2018年01月21日 | お天気のあれこれ
 普段は日本海側の地域の気象を見ていますが、今回は冬の気象に関連して「関東地方の南岸低気圧」について考えてみたいと思います。

 私が思うに、関東地方の降雪を考える上で大切なポイントは4つあります。それは、「上空の気温」「地上付近の気温」「降水現象の発生」そして「低気圧の進路」です。

 まずは「上空の気温」です。降水は上空の雲からもたらされますが、雲の中の水分は、多くの場合「氷の粒」の状態になっています。つまり「雪」の状態です。これが、その状態を維持しながら地上に到達する条件を考える必要があります。

 雲の中にある「雪」が落下すると、周囲の気温が上がるのに伴って、次第に融け始めます。やがて「みぞれ」になり、さらに融けると「雨」となって地上に到達します。この時、雪から雨に相変化(融解)する層を「融解層」と言います。

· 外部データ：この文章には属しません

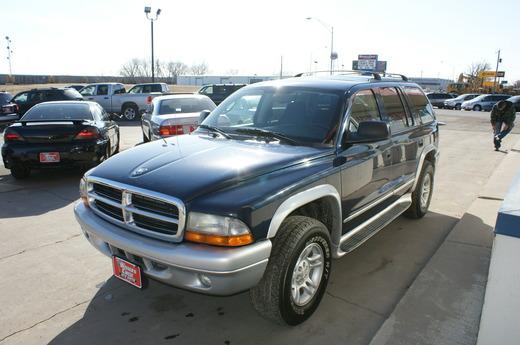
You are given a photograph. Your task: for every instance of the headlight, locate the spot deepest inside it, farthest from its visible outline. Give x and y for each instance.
(217, 230)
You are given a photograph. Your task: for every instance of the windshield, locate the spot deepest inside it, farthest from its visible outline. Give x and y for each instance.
(304, 115)
(55, 111)
(185, 105)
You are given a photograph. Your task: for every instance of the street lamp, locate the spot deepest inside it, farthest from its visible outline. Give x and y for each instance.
(152, 18)
(330, 28)
(9, 51)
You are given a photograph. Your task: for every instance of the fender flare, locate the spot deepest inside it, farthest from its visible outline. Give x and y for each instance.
(297, 200)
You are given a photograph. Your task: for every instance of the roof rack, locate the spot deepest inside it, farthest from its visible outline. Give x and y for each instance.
(375, 75)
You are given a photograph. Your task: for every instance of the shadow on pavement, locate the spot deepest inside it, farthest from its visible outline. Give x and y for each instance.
(364, 288)
(44, 191)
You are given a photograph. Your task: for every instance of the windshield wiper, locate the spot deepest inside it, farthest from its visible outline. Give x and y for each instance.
(215, 130)
(267, 134)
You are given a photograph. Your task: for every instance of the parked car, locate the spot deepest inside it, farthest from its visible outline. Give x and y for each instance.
(456, 103)
(56, 134)
(8, 110)
(219, 92)
(516, 102)
(114, 98)
(437, 98)
(264, 199)
(76, 87)
(483, 102)
(27, 99)
(174, 115)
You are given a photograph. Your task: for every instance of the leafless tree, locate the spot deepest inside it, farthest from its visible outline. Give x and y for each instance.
(199, 69)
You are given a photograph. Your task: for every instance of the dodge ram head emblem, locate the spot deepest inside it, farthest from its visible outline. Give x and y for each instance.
(139, 171)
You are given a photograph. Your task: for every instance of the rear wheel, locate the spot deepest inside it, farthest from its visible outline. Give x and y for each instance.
(297, 273)
(20, 172)
(422, 194)
(130, 112)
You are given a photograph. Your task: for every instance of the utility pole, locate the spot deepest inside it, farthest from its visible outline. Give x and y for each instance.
(281, 66)
(499, 60)
(9, 51)
(152, 18)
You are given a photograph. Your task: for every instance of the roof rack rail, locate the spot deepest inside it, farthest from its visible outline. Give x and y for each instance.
(375, 75)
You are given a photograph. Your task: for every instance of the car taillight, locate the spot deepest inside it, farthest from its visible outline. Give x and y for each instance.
(168, 130)
(11, 135)
(88, 133)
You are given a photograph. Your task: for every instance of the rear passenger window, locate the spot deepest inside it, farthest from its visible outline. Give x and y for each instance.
(419, 104)
(394, 112)
(364, 108)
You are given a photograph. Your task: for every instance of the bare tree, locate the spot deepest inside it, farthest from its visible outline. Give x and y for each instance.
(176, 68)
(199, 69)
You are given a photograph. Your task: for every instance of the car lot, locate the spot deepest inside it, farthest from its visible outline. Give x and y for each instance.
(58, 289)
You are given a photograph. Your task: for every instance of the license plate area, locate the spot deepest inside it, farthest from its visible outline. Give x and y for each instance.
(49, 157)
(127, 271)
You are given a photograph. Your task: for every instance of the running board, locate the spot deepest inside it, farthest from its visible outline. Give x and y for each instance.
(369, 228)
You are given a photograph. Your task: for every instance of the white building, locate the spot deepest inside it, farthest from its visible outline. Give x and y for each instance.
(221, 79)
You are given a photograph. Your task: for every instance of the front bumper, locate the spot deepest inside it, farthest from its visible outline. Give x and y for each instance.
(183, 265)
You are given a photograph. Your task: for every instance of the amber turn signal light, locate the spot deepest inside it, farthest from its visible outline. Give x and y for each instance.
(218, 240)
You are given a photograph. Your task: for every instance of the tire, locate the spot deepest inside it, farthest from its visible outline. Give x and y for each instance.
(20, 172)
(130, 112)
(420, 202)
(273, 296)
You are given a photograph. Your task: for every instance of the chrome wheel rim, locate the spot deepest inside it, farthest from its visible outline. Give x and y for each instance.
(129, 113)
(426, 190)
(307, 274)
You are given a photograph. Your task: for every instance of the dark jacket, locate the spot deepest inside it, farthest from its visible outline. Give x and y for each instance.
(503, 111)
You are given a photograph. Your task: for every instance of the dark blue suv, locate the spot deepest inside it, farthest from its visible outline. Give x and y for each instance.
(278, 180)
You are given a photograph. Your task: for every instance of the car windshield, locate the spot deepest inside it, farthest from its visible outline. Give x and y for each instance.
(184, 105)
(55, 111)
(5, 98)
(303, 115)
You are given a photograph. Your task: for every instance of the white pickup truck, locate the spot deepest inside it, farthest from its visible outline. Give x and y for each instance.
(115, 99)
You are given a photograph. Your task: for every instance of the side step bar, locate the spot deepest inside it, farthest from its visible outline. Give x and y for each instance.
(369, 228)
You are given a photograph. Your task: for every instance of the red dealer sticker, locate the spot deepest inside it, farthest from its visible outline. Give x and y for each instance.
(127, 271)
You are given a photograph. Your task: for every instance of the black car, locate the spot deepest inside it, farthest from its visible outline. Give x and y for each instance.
(219, 92)
(8, 110)
(26, 99)
(278, 180)
(437, 98)
(56, 134)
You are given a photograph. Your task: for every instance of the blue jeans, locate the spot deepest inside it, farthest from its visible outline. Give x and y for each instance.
(499, 133)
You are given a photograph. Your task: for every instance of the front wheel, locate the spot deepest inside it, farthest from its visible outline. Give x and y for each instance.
(297, 273)
(422, 195)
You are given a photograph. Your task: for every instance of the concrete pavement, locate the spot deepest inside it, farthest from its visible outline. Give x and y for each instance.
(58, 289)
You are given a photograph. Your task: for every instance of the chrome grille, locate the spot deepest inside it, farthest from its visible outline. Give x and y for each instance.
(148, 213)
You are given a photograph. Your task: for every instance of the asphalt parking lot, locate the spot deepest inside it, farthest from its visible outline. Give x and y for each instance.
(57, 289)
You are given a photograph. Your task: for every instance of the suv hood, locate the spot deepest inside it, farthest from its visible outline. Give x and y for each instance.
(187, 166)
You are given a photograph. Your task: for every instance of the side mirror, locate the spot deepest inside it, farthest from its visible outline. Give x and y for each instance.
(203, 115)
(369, 131)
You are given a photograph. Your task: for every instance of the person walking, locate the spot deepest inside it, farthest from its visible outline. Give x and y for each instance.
(502, 120)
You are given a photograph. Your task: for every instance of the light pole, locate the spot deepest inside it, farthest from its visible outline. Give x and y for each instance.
(152, 19)
(330, 29)
(9, 51)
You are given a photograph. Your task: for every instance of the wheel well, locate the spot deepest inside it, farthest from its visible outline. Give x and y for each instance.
(320, 209)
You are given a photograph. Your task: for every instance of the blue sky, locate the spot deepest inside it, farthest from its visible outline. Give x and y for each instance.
(435, 38)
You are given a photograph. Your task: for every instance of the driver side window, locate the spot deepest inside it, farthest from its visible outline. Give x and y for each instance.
(364, 108)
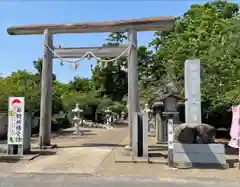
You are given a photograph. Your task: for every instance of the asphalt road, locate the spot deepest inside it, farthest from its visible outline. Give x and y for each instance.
(54, 180)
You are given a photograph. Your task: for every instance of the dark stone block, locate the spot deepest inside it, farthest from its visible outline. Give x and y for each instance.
(195, 133)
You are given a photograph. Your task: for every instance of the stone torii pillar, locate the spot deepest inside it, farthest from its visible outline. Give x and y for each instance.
(46, 91)
(133, 90)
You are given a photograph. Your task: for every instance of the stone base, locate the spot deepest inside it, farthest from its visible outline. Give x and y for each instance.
(53, 146)
(199, 155)
(15, 158)
(161, 142)
(189, 165)
(238, 166)
(130, 159)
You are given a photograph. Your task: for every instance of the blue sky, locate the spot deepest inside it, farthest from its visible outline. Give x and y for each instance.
(18, 52)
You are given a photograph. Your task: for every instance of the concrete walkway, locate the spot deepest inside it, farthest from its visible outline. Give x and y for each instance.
(79, 155)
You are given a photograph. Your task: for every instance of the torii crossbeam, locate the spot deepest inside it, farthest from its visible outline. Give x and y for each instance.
(130, 26)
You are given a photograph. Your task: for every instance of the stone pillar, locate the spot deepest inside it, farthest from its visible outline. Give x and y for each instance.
(192, 91)
(133, 90)
(46, 91)
(160, 133)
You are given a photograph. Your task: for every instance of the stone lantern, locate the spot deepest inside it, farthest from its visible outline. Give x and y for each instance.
(108, 116)
(77, 120)
(166, 105)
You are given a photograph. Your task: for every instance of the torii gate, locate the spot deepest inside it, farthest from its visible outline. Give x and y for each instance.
(130, 26)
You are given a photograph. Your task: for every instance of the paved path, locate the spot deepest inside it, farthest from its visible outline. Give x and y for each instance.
(80, 155)
(53, 180)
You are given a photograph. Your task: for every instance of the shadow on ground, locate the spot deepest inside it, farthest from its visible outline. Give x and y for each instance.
(93, 145)
(42, 152)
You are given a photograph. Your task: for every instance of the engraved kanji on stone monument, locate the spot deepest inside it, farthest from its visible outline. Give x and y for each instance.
(192, 91)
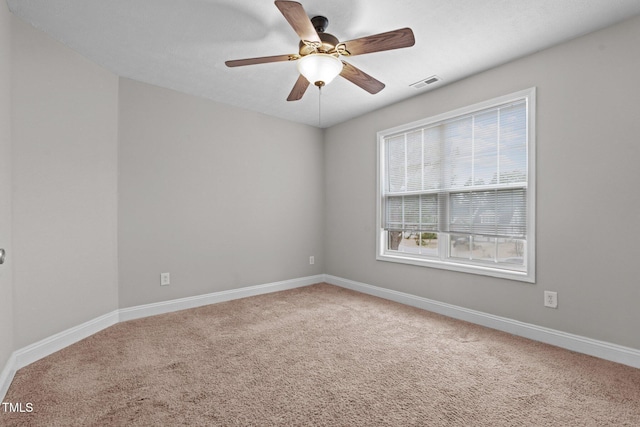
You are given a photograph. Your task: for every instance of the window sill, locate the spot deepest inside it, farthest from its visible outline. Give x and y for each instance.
(521, 276)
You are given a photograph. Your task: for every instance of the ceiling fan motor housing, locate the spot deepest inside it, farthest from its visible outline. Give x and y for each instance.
(329, 42)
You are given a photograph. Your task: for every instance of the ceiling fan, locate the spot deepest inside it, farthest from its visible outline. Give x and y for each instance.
(318, 52)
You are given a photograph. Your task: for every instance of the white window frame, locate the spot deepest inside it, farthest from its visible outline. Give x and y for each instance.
(526, 272)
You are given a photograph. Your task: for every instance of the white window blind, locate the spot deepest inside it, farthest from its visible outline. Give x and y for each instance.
(467, 174)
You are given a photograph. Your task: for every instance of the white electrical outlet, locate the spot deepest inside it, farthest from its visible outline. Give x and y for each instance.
(165, 279)
(550, 299)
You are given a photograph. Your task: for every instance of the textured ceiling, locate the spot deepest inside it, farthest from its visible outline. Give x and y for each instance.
(182, 44)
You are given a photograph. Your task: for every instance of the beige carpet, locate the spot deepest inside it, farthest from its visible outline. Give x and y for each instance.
(319, 355)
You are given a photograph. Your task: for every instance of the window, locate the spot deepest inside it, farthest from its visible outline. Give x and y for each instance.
(456, 191)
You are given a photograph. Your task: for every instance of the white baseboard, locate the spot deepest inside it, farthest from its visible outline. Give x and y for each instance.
(6, 376)
(215, 297)
(36, 351)
(604, 350)
(45, 347)
(29, 354)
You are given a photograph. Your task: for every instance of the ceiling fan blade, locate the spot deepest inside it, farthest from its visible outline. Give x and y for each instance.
(298, 89)
(296, 16)
(384, 41)
(260, 60)
(360, 78)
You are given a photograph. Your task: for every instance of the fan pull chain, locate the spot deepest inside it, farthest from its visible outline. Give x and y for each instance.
(319, 106)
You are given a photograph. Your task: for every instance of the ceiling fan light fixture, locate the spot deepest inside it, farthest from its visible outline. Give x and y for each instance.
(319, 68)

 さて、雲の中から舞い降りる氷の粒が「雪→みぞれ→雨」と融解していく時、その変化に必要なエネルギーを、周囲の空気から「潜熱」という形でもらっています。つまり、周囲の空気は「潜熱を奪われる」ため、自ずと冷えて(気温が下がって)行きます。


 上空の気温が十分に低いということは、融解層の(地上から見た)高度も低いという事です。もし、融解層の高度が高ければ、上空では「雪」であっても、地上に到達する頃には「雨」になってしまうからです。

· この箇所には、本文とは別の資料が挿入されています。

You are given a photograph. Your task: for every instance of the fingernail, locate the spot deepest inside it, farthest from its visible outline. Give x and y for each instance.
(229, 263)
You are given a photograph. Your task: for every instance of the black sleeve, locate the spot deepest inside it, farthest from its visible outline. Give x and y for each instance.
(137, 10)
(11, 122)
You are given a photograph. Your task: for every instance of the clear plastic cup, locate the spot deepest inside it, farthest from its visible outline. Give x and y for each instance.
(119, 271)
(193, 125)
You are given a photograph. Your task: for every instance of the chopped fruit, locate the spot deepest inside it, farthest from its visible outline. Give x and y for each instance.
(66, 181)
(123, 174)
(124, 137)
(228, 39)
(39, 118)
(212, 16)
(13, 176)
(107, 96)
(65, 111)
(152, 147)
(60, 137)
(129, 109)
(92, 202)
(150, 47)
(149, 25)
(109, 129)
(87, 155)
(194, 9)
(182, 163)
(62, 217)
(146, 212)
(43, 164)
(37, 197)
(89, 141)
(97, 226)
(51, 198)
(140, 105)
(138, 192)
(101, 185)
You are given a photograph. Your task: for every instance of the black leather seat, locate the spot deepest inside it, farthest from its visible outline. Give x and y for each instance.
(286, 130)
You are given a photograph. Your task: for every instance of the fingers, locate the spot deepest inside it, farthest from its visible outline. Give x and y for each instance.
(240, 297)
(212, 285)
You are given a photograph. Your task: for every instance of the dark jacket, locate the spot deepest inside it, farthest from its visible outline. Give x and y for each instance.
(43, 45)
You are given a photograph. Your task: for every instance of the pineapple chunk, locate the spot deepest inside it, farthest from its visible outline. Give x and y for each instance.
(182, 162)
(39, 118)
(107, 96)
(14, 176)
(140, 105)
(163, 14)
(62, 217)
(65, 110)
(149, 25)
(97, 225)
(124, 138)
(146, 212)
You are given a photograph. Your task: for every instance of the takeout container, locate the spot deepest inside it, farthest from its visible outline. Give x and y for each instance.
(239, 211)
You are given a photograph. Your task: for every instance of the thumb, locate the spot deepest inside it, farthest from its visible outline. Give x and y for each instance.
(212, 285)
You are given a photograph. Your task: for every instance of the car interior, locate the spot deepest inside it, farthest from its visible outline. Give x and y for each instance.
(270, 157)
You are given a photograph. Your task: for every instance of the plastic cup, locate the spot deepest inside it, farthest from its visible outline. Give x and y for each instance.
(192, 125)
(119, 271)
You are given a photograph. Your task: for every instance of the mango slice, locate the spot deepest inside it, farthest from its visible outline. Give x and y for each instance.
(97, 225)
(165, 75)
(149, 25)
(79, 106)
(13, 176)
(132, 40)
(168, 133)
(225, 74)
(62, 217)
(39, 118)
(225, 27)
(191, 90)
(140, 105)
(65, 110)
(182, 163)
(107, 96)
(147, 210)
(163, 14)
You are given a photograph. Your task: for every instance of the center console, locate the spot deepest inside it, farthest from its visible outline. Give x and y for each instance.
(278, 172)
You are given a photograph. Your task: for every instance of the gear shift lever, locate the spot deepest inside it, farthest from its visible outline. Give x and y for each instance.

 上空1500m付近でマイナス3~4℃以下の寒気が、一つの目安と言われています。

 続いて「地上付近の気温」です。もし融解層の高度が低くても、地上付近の空気が暖かいと「雪」から「雨」に融解して(または蒸発して)しまいます。なお、関東平野で降雪が起こる場合には、下層で寒気が滞留することが指摘されています。このプロセスについて考えてみましょう。

 まず、南岸低気圧が関東平野に近づく時、日本海側の地域から山を乗り越えて、寒気が関東平野に流入します。この寒気は「冷たく乾いた」状態になっています。

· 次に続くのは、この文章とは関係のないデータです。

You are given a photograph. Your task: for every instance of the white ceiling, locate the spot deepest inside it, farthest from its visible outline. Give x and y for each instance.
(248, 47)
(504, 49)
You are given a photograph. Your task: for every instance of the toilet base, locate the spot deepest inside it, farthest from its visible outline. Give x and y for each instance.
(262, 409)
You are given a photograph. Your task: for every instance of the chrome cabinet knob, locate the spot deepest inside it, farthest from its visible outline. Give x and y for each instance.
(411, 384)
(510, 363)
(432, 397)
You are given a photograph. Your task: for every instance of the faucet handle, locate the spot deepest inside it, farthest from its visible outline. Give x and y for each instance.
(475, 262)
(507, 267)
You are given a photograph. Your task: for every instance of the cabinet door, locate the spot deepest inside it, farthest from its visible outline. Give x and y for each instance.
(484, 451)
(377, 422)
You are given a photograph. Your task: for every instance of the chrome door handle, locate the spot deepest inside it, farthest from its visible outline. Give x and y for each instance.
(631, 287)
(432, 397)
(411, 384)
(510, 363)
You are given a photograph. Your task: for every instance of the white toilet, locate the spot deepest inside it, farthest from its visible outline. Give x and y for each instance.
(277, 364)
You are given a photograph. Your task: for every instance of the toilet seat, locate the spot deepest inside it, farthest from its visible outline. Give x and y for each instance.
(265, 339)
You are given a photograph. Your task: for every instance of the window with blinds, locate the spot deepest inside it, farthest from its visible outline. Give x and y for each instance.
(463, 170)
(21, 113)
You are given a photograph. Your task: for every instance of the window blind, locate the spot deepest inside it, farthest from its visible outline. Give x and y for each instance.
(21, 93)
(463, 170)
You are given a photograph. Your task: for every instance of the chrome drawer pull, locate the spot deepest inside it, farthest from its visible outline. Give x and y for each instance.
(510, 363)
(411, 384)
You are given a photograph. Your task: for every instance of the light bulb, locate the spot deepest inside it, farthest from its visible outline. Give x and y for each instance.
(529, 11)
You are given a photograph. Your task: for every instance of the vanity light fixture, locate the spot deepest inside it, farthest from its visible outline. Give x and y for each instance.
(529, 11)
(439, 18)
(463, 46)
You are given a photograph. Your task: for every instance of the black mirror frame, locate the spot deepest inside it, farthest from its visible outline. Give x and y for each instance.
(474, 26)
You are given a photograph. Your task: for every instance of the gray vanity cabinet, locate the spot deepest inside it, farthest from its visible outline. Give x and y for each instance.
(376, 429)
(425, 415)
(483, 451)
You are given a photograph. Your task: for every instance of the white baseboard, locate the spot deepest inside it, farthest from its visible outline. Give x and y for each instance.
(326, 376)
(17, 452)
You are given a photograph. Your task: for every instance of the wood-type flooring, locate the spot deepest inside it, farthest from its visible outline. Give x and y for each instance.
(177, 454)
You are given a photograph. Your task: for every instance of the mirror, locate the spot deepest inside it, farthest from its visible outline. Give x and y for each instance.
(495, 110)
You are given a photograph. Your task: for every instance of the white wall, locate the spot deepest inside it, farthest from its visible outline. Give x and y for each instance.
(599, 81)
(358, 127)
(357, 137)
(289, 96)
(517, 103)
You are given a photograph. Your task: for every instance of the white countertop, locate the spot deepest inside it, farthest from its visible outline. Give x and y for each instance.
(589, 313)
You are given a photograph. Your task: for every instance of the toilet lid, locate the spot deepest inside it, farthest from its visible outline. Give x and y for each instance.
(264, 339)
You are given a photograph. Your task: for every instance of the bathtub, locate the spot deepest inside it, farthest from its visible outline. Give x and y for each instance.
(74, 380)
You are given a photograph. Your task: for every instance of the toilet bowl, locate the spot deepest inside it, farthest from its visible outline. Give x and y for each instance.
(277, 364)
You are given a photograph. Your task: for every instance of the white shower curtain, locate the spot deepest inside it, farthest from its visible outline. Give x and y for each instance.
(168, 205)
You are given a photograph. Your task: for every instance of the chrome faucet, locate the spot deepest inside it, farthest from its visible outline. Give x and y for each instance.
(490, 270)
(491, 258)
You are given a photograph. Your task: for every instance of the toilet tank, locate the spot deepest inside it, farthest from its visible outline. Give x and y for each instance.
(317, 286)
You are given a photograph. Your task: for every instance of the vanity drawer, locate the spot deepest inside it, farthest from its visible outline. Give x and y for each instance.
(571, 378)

 これと前後して、南岸低気圧の接近に伴う南東の風や北東の風が、関東平野に向かって流れ込みます。これらの海からの空気は、上記の寒気よりも相対的に暖かいものです。


 日本海側から流れ込む寒気と、海から流れ込む空気がぶつかり合って、沿岸地域に収束帯を形成します。この2つの空気は互いに異なる性質を持っているので、この収束帯を「沿岸前線」と言います。


 日本海側から流れ込む寒気は、沿岸前線によって堰き止められる形となり、関東平野に寒気が滞留し始めます。この寒気滞留層の厚さは1km以下となることが多いと言われています。


 関東平野には持続的に寒気が流れ込み、より冷たい空気が下に蓄積されます。また、沿岸前線の近くでは降水を伴うこともあります。この降水が滞留する寒気の中に入ると、そのまま蒸発して、周囲の空気の潜熱を奪っていきます。この結果、対流寒気はさらに冷却されます。


 そして、「降水現象」をもたらす南岸低気圧が近づいてきます。低気圧の中心よりも東側では融解層の高度が高く、地上では「雨」となります。この雨によって、滞留寒気はさらに冷却されます。


 南岸低気圧はさらに東に進み、低気圧の中心より西側では融解層の高度がさらに低くなります。上空の雲からの落下の過程で融け残った「雪」や「みぞれ」がそのまま、地上付近の寒気滞留層を経て、地上に到達します。


 最後のポイントは南岸低気圧の「進路」です。低気圧の進路が北に寄り過ぎると、南からの暖気の影響が強まるので、気温が上がって「雨」になります。しかし、低気圧の進路が南に寄り過ぎると、降水域が関東平野から逸れてしまいます。低気圧の構造については「温帯低気圧と前線形成のイメージ」を御参考下さい。

 このように「北により過ぎず、南に離れ過ぎない」コースを進むことが、関東平野の降雪のための一つの条件として加わります。